Imagine our surprise then when we got our hands on it and discovered that it actually had a fair bit to offer and held up quite well to our scrutiny.
Blow us down if it wasn't the little case that could.
Out of the box, into the fire
Any PC user will be able to affirm the fact that sometimes it's the simplest things that are the hardest to do. One thing we've always found deceptively difficult is the struggle to get a PC case out of a box. Each bit-tech
writer has his own method of doing it.
Personally, I've always leant towards just trying to rip holes in the cardboard and grip the sides of the slippery, plastic bag covered, metal case with my fingertips whilst also holding the box flat on the ground with my feet and hoisting the case straight up and out of the box.
One big pull and a hernia operation later, I've usually got the case on my desk and am in fit enough condition to start the review.

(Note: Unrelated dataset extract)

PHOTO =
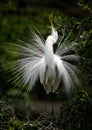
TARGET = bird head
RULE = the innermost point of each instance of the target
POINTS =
(54, 31)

Thankfully, lifting the Pandora out of the box proved to be easy as the chassis is both light and relatively small. It was so light in fact that even we muscularly under-developed office dwellers were able to heft it up one handed and give some exercise to our guns.
Taking a tour of the exterior we had a mixture of complex reactions. On the positive side, the case is kept simple enough that it may invite modders to whip out their Dremels and airbrushes and have a go at sprucing it up. The all black surface is punctuated only by two palm sized grilles on the removable left panel and the simple silver details set in to the front of the case.
The front of the case is kept very simple, with two USB ports, a headphone and microphone port and the on/off button all centrally located in a line across the front panel. There's a silver grille below these that sports an Enermax logo. This grille covers a fan, which in turn sits in front of the hard disk cage. The drive covers are spring-loaded too so that pressing a hidden button on the front of the case will open the optical drive beneath, forcing the cover to open as it does so. The springs then close the drive cover as the drive itself closes – simple but effective.
Some modders will already be thinking how this case sounds ideal for their projects, and they'd be right. Simple and undecorated, the sides of the case aren't decked out with branding and stickers and even the tiny sticker on the front grille can be quickly removed with a penknife, if one was so inclined.